From: Nadav Amit <namit@vmware.com>
To: Bjorn Helgaas <bhelgaas@google.com>
Cc: Andrew Morton <akpm@linux-foundation.org>,
LKML <linux-kernel@vger.kernel.org>,
Linux-MM <linux-mm@kvack.org>, Borislav Petkov <bp@suse.de>,
Toshi Kani <toshi.kani@hpe.com>,
Peter Zijlstra <peterz@infradead.org>,
Dave Hansen <dave.hansen@linux.intel.com>,
Dan Williams <dan.j.williams@intel.com>,
Ingo Molnar <mingo@kernel.org>
Subject: Re: [PATCH 3/3] resource: Introduce resource cache
Date: Wed, 19 Jun 2019 20:35:14 +0000 [thread overview]
Message-ID: <9175AC33-BB3A-4D1F-B7FC-D0B1A8F971B6@vmware.com> (raw)
In-Reply-To: <CAErSpo5eiweMk2rfT81Kwnpd=MZsOa01prPo_rAFp-MZ9F2xdQ@mail.gmail.com>
> On Jun 19, 2019, at 6:00 AM, Bjorn Helgaas <bhelgaas@google.com> wrote:
>
> On Tue, Jun 18, 2019 at 12:40 AM Nadav Amit <namit@vmware.com> wrote:
>>> On Jun 17, 2019, at 10:33 PM, Nadav Amit <namit@vmware.com> wrote:
>>>
>>>> On Jun 17, 2019, at 9:57 PM, Andrew Morton <akpm@linux-foundation.org> wrote:
>>>>
>>>> On Wed, 12 Jun 2019 21:59:03 -0700 Nadav Amit <namit@vmware.com> wrote:
>>>>
>>>>> For efficient search of resources, as needed to determine the memory
>>>>> type for dax page-faults, introduce a cache of the most recently used
>>>>> top-level resource.

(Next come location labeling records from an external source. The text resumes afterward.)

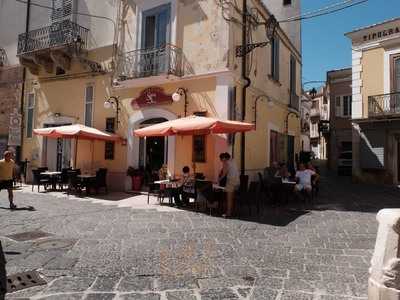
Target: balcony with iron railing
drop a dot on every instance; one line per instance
(142, 63)
(56, 35)
(386, 105)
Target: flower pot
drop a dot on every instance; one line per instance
(136, 183)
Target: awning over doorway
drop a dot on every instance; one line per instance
(76, 131)
(194, 125)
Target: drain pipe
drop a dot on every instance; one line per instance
(244, 90)
(27, 23)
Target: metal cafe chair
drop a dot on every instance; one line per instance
(38, 179)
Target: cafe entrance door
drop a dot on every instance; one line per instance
(153, 151)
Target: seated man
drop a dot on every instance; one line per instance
(187, 185)
(303, 177)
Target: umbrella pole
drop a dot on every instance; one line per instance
(76, 151)
(91, 163)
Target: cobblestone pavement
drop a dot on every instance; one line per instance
(98, 251)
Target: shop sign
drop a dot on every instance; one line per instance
(381, 34)
(152, 96)
(14, 131)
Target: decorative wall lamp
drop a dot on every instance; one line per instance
(269, 102)
(113, 102)
(177, 96)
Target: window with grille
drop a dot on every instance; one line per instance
(89, 96)
(110, 125)
(109, 150)
(30, 115)
(275, 58)
(199, 148)
(346, 106)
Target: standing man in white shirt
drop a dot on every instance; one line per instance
(304, 178)
(7, 166)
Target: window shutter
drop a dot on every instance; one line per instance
(338, 106)
(273, 47)
(372, 149)
(89, 93)
(277, 59)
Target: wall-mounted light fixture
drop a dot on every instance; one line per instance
(177, 96)
(113, 102)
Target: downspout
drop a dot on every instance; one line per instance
(246, 85)
(27, 21)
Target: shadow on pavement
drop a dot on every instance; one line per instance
(3, 274)
(276, 217)
(27, 208)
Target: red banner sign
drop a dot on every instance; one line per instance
(152, 96)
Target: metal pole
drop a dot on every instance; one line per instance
(76, 151)
(247, 84)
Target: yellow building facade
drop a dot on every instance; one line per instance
(162, 48)
(375, 102)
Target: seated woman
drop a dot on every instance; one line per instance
(187, 185)
(305, 178)
(283, 172)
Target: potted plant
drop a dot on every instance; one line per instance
(136, 176)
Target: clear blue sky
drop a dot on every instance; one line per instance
(324, 45)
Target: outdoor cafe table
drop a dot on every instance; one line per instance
(171, 186)
(87, 180)
(288, 188)
(52, 177)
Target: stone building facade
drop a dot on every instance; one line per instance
(155, 49)
(339, 92)
(376, 102)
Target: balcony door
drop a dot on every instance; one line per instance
(156, 32)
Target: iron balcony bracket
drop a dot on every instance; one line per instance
(240, 52)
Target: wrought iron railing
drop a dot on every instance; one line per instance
(56, 35)
(294, 101)
(150, 62)
(383, 105)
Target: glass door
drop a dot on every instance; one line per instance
(395, 97)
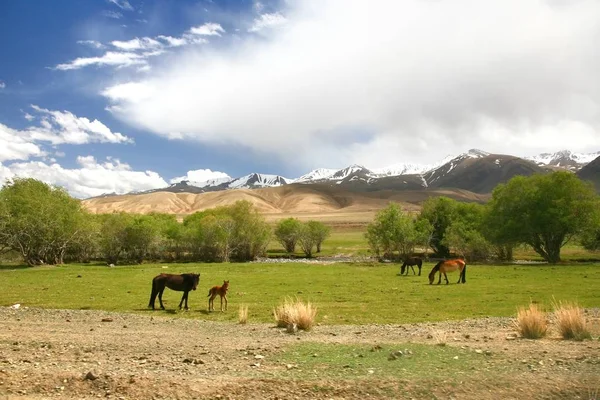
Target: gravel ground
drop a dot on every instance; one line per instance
(84, 354)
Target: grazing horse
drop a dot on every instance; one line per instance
(409, 262)
(448, 266)
(181, 283)
(220, 291)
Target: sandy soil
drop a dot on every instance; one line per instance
(93, 354)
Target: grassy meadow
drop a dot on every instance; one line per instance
(345, 293)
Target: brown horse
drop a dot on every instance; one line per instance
(181, 283)
(448, 266)
(218, 291)
(409, 262)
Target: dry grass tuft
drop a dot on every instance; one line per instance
(295, 313)
(570, 321)
(531, 322)
(243, 314)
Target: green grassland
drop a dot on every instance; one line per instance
(345, 293)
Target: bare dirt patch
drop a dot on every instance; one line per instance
(91, 354)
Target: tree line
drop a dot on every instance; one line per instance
(544, 212)
(44, 225)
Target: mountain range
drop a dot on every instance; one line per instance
(475, 170)
(470, 176)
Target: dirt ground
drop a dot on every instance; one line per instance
(84, 354)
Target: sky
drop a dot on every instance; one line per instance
(115, 96)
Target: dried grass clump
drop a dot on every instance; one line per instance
(570, 321)
(531, 322)
(243, 314)
(295, 312)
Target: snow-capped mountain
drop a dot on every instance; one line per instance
(564, 159)
(257, 181)
(316, 175)
(475, 170)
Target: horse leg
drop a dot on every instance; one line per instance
(184, 296)
(160, 292)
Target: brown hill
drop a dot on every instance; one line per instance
(591, 172)
(480, 175)
(292, 199)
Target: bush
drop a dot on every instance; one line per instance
(531, 322)
(570, 321)
(243, 314)
(296, 313)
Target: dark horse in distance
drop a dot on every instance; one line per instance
(409, 262)
(448, 266)
(181, 283)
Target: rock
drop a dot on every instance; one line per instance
(90, 376)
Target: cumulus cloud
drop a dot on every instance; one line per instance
(137, 51)
(122, 4)
(14, 147)
(201, 175)
(381, 82)
(267, 21)
(64, 127)
(92, 178)
(112, 14)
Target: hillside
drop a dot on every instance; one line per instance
(288, 199)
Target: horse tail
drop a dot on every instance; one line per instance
(153, 293)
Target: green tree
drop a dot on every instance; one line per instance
(287, 233)
(439, 212)
(393, 231)
(543, 211)
(39, 221)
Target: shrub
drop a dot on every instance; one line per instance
(570, 321)
(531, 322)
(295, 313)
(243, 314)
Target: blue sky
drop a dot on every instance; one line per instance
(114, 95)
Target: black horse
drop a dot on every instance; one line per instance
(181, 283)
(409, 262)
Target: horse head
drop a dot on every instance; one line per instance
(195, 280)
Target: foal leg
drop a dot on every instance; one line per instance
(160, 292)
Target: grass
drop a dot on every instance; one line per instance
(421, 362)
(570, 321)
(295, 313)
(355, 293)
(531, 322)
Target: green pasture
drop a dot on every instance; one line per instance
(345, 293)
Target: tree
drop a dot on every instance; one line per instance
(393, 231)
(543, 211)
(39, 221)
(464, 232)
(439, 212)
(287, 233)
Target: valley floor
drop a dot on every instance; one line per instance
(83, 354)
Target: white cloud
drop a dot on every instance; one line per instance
(111, 58)
(381, 82)
(63, 127)
(267, 21)
(112, 14)
(14, 147)
(208, 29)
(92, 178)
(91, 43)
(144, 43)
(200, 175)
(122, 4)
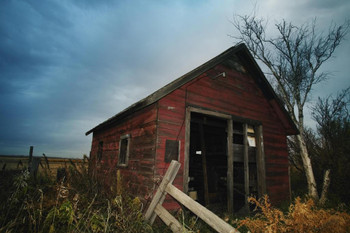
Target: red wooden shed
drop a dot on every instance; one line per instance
(222, 121)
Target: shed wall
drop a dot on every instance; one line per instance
(236, 94)
(138, 175)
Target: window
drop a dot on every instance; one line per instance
(124, 144)
(99, 150)
(171, 150)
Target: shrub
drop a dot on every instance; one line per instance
(301, 217)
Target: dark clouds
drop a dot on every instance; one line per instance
(66, 66)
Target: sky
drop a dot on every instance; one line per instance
(66, 66)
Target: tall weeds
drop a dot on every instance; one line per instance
(74, 204)
(301, 217)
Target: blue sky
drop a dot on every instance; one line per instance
(66, 66)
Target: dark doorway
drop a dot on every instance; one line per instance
(208, 161)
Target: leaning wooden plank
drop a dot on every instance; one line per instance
(160, 194)
(168, 219)
(206, 215)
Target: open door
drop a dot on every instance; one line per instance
(224, 160)
(208, 161)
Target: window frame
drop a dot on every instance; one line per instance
(126, 159)
(99, 151)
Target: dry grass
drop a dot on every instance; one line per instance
(301, 217)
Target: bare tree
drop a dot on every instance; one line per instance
(293, 59)
(332, 118)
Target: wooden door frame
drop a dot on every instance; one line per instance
(226, 117)
(260, 155)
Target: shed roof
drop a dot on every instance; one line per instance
(242, 52)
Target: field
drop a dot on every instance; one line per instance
(76, 202)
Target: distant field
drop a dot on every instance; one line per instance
(51, 164)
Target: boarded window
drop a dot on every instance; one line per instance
(99, 150)
(171, 150)
(124, 144)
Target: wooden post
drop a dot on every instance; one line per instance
(230, 198)
(246, 164)
(187, 149)
(206, 215)
(30, 160)
(159, 197)
(204, 165)
(260, 161)
(30, 154)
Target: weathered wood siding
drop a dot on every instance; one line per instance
(137, 177)
(236, 94)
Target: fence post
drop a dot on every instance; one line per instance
(159, 197)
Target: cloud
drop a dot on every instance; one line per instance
(67, 66)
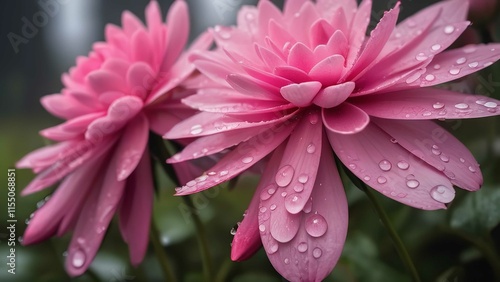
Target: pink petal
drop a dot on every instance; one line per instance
(241, 158)
(318, 243)
(119, 113)
(203, 124)
(328, 70)
(301, 57)
(457, 63)
(135, 210)
(391, 169)
(428, 103)
(94, 219)
(177, 33)
(438, 148)
(375, 43)
(216, 143)
(131, 147)
(140, 79)
(71, 129)
(334, 95)
(82, 151)
(345, 119)
(71, 193)
(301, 94)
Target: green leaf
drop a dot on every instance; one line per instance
(479, 212)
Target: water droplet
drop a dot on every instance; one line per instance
(412, 78)
(78, 259)
(284, 176)
(385, 165)
(461, 60)
(303, 178)
(490, 105)
(311, 148)
(316, 225)
(438, 105)
(461, 106)
(444, 158)
(403, 165)
(196, 129)
(421, 57)
(412, 183)
(317, 253)
(449, 29)
(247, 160)
(473, 64)
(293, 204)
(430, 77)
(381, 180)
(436, 47)
(302, 247)
(442, 194)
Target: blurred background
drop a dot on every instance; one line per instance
(459, 244)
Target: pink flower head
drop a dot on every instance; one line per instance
(126, 87)
(299, 83)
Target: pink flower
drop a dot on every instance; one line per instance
(299, 83)
(126, 87)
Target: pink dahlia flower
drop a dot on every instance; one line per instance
(126, 87)
(299, 83)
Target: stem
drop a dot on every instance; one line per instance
(398, 243)
(160, 152)
(154, 235)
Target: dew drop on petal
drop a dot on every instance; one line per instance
(284, 175)
(438, 105)
(78, 259)
(385, 165)
(311, 148)
(317, 253)
(442, 194)
(381, 180)
(461, 106)
(196, 129)
(461, 60)
(302, 247)
(412, 183)
(316, 225)
(449, 29)
(403, 165)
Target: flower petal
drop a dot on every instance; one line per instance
(428, 103)
(240, 158)
(437, 147)
(391, 169)
(345, 119)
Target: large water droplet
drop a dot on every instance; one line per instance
(78, 259)
(284, 175)
(385, 165)
(196, 129)
(311, 148)
(412, 183)
(316, 225)
(302, 247)
(293, 204)
(317, 253)
(403, 165)
(442, 194)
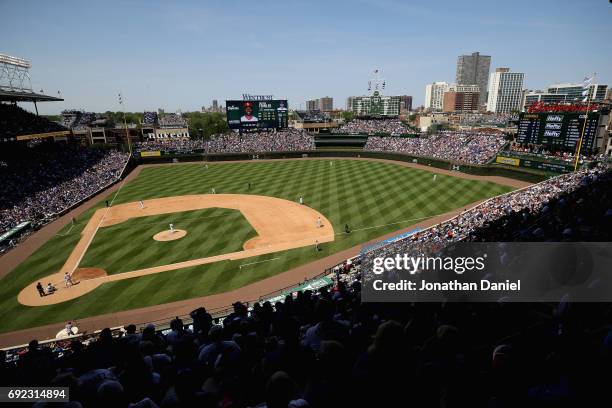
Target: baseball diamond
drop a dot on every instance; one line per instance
(373, 197)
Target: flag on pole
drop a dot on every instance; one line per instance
(586, 84)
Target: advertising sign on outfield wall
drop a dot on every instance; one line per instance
(508, 160)
(156, 153)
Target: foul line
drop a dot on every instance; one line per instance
(67, 232)
(386, 225)
(97, 227)
(253, 263)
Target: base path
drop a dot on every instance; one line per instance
(280, 225)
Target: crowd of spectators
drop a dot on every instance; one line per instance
(547, 153)
(464, 147)
(285, 140)
(15, 121)
(180, 145)
(149, 118)
(487, 119)
(393, 127)
(312, 116)
(45, 179)
(500, 216)
(281, 141)
(326, 348)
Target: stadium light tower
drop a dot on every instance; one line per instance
(15, 74)
(127, 133)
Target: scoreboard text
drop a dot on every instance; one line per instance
(257, 114)
(560, 131)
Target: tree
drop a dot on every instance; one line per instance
(205, 124)
(348, 116)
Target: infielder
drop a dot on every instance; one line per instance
(67, 279)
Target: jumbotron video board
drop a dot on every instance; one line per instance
(558, 130)
(257, 114)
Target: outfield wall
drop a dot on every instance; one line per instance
(524, 174)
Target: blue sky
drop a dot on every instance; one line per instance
(182, 54)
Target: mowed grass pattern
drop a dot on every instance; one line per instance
(374, 198)
(209, 232)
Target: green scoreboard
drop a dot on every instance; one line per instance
(257, 114)
(558, 130)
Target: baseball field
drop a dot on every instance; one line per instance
(253, 227)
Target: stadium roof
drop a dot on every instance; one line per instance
(16, 96)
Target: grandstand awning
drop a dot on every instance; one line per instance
(15, 96)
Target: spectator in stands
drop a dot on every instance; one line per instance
(393, 127)
(465, 147)
(43, 181)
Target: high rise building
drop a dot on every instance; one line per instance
(532, 97)
(505, 91)
(474, 70)
(597, 92)
(405, 102)
(376, 105)
(434, 95)
(326, 104)
(461, 98)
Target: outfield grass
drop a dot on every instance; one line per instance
(374, 198)
(210, 232)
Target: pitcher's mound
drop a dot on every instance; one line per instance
(169, 236)
(81, 274)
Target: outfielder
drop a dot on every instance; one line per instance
(67, 279)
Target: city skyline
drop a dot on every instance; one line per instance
(90, 54)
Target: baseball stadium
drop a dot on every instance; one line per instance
(225, 257)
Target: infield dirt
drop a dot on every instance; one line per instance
(280, 225)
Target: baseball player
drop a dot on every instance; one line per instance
(67, 280)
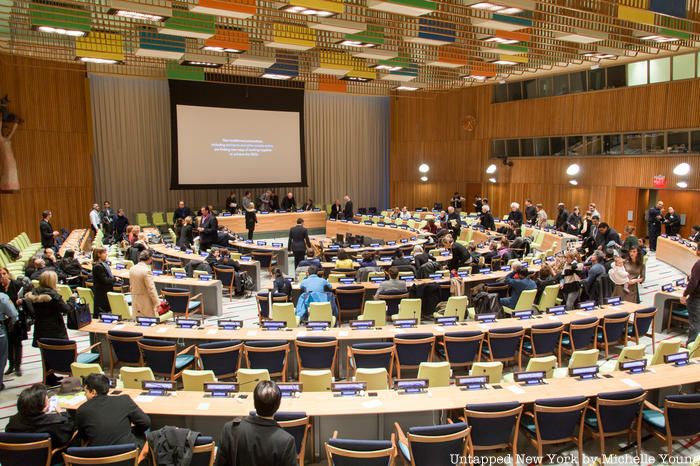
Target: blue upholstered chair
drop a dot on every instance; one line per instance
(163, 359)
(221, 357)
(679, 419)
(432, 445)
(57, 355)
(494, 425)
(462, 349)
(268, 354)
(616, 413)
(555, 421)
(124, 349)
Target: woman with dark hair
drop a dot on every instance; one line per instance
(634, 264)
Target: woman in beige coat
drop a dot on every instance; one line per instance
(144, 296)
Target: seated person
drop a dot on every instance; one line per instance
(257, 440)
(109, 420)
(519, 281)
(344, 260)
(393, 285)
(310, 260)
(34, 417)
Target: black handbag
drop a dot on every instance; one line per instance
(78, 315)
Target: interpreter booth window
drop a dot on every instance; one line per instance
(678, 142)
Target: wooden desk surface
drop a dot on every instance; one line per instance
(345, 333)
(676, 254)
(274, 221)
(389, 401)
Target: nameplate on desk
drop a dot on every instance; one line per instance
(230, 324)
(613, 301)
(556, 310)
(273, 324)
(290, 389)
(486, 318)
(318, 325)
(636, 366)
(147, 321)
(473, 382)
(348, 388)
(678, 359)
(187, 323)
(411, 385)
(529, 377)
(405, 323)
(448, 321)
(220, 389)
(157, 388)
(584, 373)
(361, 324)
(110, 318)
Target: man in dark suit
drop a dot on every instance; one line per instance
(258, 440)
(109, 420)
(299, 241)
(208, 229)
(48, 234)
(348, 213)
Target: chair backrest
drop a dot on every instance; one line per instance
(376, 311)
(618, 411)
(221, 357)
(494, 425)
(559, 418)
(682, 414)
(285, 312)
(116, 455)
(267, 354)
(29, 449)
(346, 452)
(430, 445)
(316, 352)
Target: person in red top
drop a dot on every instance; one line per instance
(691, 299)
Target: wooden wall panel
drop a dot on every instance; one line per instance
(428, 129)
(52, 146)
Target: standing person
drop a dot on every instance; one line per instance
(47, 307)
(18, 332)
(251, 218)
(144, 296)
(103, 282)
(95, 219)
(672, 222)
(208, 229)
(257, 440)
(530, 212)
(348, 211)
(691, 299)
(655, 218)
(231, 203)
(299, 241)
(8, 314)
(48, 234)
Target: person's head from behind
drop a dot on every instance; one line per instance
(33, 400)
(267, 398)
(95, 385)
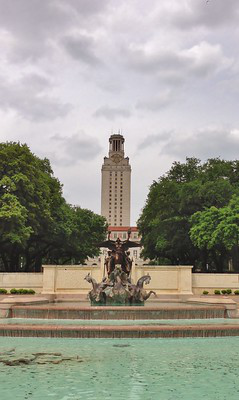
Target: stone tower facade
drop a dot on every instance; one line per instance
(116, 184)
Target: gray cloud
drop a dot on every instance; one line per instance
(211, 141)
(78, 147)
(201, 60)
(28, 98)
(36, 24)
(112, 113)
(211, 14)
(151, 140)
(81, 48)
(163, 100)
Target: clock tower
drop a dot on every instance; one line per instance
(115, 184)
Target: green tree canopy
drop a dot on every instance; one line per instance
(166, 219)
(36, 223)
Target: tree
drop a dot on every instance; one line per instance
(187, 188)
(217, 229)
(36, 223)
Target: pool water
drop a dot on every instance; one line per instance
(115, 322)
(129, 369)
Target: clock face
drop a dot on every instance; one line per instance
(116, 158)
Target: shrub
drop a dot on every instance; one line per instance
(31, 291)
(22, 291)
(13, 291)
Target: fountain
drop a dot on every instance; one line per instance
(117, 287)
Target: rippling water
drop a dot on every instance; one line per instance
(155, 369)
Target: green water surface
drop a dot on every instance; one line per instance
(116, 322)
(144, 369)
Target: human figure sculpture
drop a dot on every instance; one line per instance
(119, 254)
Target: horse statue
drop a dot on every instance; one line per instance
(96, 295)
(138, 293)
(118, 254)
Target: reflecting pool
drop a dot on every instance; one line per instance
(144, 369)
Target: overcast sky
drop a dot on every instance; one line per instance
(164, 72)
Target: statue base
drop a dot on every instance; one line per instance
(118, 290)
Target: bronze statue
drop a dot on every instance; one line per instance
(119, 254)
(117, 288)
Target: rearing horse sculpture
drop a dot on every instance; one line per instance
(118, 254)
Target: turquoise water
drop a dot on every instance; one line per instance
(38, 321)
(152, 369)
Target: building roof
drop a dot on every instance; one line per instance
(122, 228)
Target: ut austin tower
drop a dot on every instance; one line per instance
(116, 184)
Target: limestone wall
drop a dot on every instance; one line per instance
(165, 279)
(22, 281)
(210, 282)
(70, 279)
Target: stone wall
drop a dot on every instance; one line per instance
(70, 279)
(210, 282)
(22, 281)
(165, 279)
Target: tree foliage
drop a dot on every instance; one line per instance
(36, 223)
(174, 204)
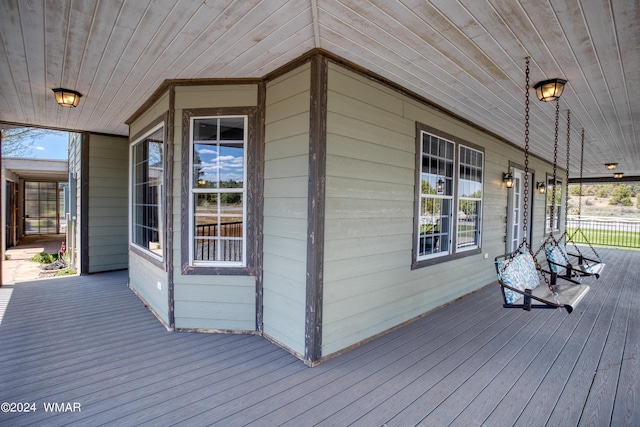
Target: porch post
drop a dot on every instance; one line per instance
(316, 204)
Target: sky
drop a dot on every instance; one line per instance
(51, 146)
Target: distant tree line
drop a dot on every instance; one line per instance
(618, 194)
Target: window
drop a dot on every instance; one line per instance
(436, 197)
(147, 196)
(449, 198)
(553, 205)
(469, 198)
(217, 190)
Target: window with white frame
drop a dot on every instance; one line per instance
(449, 198)
(217, 190)
(147, 195)
(436, 197)
(469, 198)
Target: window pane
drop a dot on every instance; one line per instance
(232, 129)
(231, 165)
(205, 130)
(218, 176)
(470, 198)
(231, 204)
(147, 198)
(437, 183)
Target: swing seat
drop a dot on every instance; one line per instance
(522, 287)
(559, 261)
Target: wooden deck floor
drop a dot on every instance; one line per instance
(90, 340)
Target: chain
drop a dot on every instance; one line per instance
(526, 152)
(581, 167)
(552, 212)
(566, 198)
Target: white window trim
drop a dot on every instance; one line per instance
(192, 191)
(162, 200)
(451, 198)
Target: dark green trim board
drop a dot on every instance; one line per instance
(258, 182)
(168, 214)
(316, 206)
(84, 203)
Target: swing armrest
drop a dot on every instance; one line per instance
(567, 296)
(588, 266)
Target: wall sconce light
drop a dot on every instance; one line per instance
(67, 97)
(549, 90)
(507, 177)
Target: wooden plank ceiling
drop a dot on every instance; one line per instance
(467, 56)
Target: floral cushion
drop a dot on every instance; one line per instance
(520, 273)
(557, 257)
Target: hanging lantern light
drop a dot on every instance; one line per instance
(67, 97)
(550, 90)
(507, 177)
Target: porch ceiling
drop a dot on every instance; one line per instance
(466, 56)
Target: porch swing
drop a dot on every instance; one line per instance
(520, 276)
(570, 265)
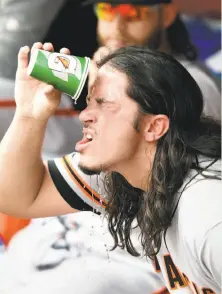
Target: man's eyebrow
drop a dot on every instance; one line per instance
(87, 99)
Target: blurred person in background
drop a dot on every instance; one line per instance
(157, 25)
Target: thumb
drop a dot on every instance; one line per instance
(23, 57)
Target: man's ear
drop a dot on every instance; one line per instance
(156, 127)
(169, 14)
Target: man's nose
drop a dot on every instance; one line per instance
(87, 116)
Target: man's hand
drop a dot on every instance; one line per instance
(34, 99)
(98, 55)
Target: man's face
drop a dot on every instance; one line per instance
(110, 139)
(128, 25)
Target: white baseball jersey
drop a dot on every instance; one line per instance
(191, 259)
(70, 254)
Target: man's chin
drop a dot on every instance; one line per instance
(90, 171)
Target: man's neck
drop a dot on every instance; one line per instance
(137, 171)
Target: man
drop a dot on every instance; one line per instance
(161, 159)
(155, 24)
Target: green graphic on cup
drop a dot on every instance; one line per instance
(66, 73)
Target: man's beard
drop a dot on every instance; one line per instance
(89, 171)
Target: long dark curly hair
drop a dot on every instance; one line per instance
(160, 85)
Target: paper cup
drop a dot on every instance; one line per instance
(66, 73)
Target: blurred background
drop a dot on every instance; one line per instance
(67, 23)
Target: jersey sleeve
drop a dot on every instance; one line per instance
(80, 191)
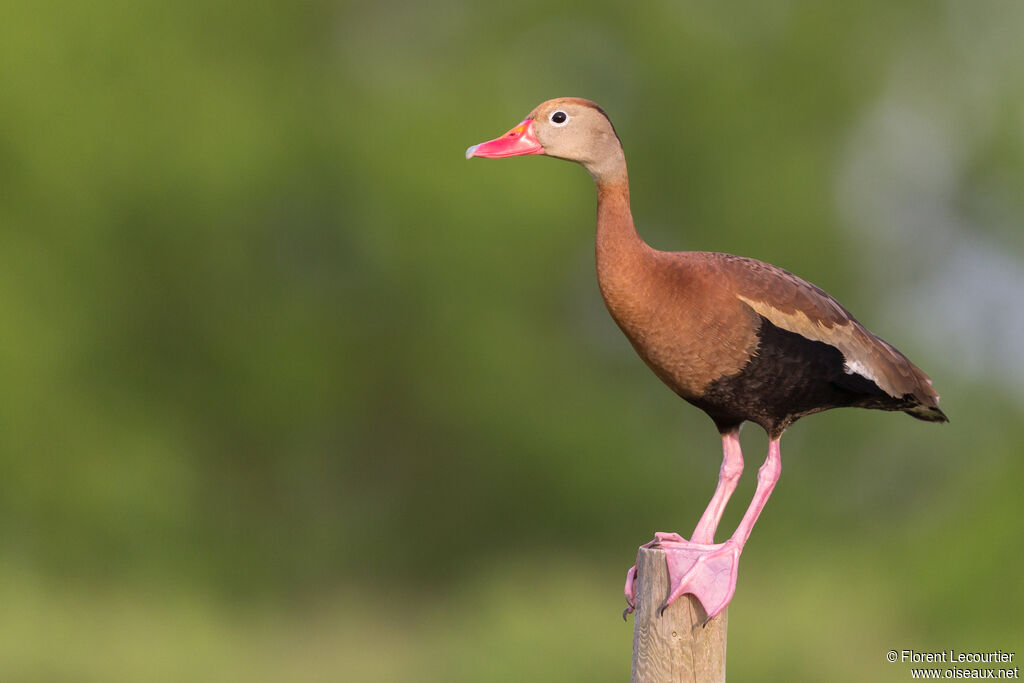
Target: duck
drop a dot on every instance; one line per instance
(740, 339)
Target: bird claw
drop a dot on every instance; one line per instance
(708, 571)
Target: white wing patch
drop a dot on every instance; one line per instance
(857, 368)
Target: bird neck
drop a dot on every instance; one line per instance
(621, 252)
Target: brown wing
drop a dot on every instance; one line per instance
(796, 305)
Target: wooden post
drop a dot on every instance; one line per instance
(675, 646)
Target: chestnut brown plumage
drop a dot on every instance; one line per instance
(740, 339)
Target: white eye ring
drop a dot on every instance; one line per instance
(558, 118)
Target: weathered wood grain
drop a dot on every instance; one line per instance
(676, 646)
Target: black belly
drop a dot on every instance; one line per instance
(788, 377)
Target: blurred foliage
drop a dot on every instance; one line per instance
(295, 392)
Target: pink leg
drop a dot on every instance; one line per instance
(728, 476)
(709, 571)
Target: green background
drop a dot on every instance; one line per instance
(292, 391)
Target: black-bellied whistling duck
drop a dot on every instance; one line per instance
(740, 339)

Caching the top-level should be safe as ranges in
>>>>> that level do not overlap (unlike those of lower levels).
>>>>>
>>>>> Keep the cache per-cpu to avoid possible contention. Whenever a resource
>>>>> is added, removed or changed, invalidate all the resources. The
>>>>> invalidation takes place when the resource_lock is taken for write,
>>>>> preventing possible races.
>>>>>
>>>>> This patch provides relatively small performance improvements over the
>>>>> previous patch (~0.5% on sysbench), but can benefit systems with many
>>>>> resources.
>>>>
>>>>> --- a/kernel/resource.c
>>>>> +++ b/kernel/resource.c
>>>>> @@ -53,6 +53,12 @@ struct resource_constraint {
>>>>>
>>>>> static DEFINE_RWLOCK(resource_lock);
>>>>>
>>>>> +/*
>>>>> + * Cache of the top-level resource that was most recently use by
>>>>> + * find_next_iomem_res().
>>>>> + */
>>>>> +static DEFINE_PER_CPU(struct resource *, resource_cache);
>>>>
>>>> A per-cpu cache which is accessed under a kernel-wide read_lock looks a
>>>> bit odd - the latency getting at that rwlock will swamp the benefit of
>>>> isolating the CPUs from each other when accessing resource_cache.
>>>>
>>>> On the other hand, if we have multiple CPUs running
>>>> find_next_iomem_res() concurrently then yes, I see the benefit. Has
>>>> the benefit of using a per-cpu cache (rather than a kernel-wide one)
>>>> been quantified?
>>>
>>> No. I am not sure how easy it would be to measure it. On the other hander
>>> the lock is not supposed to be contended (at most cases). At the time I saw
>>> numbers that showed that stores to “exclusive" cache lines can be as
>>> expensive as atomic operations [1]. I am not sure how up to date these
>>> numbers are though. In the benchmark I ran, multiple CPUs ran
>>> find_next_iomem_res() concurrently.
>>>
>>> [1] https://nam04.safelinks.protection.outlook.com/?url=http%3A%2F%2Fsigops.org%2Fs%2Fconferences%2Fsosp%2F2013%2Fpapers%2Fp33-david.pdf&data=02%7C01%7Cnamit%40vmware.com%7Ca2706c5ab2c544283f3b08d6f4b6152b%7Cb39138ca3cee4b4aa4d6cd83d9dd62f0%7C0%7C1%7C636965460234022371&sdata=cD7Nhs4jcJGMD7Lav6D%2BC6E5Sei0DiWhKXL7vz2cVHA%3D&reserved=0
>>
>> Just to clarify - the main motivation behind the per-cpu variable is not
>> about contention, but about the fact the different processes/threads that
>> run concurrently might use different resources.
>
> IIUC, the underlying problem is that dax relies heavily on ioremap(),
> and ioremap() on x86 takes too long because it relies on
> find_next_iomem_res() via the __ioremap_caller() ->
> __ioremap_check_mem() -> walk_mem_res() path.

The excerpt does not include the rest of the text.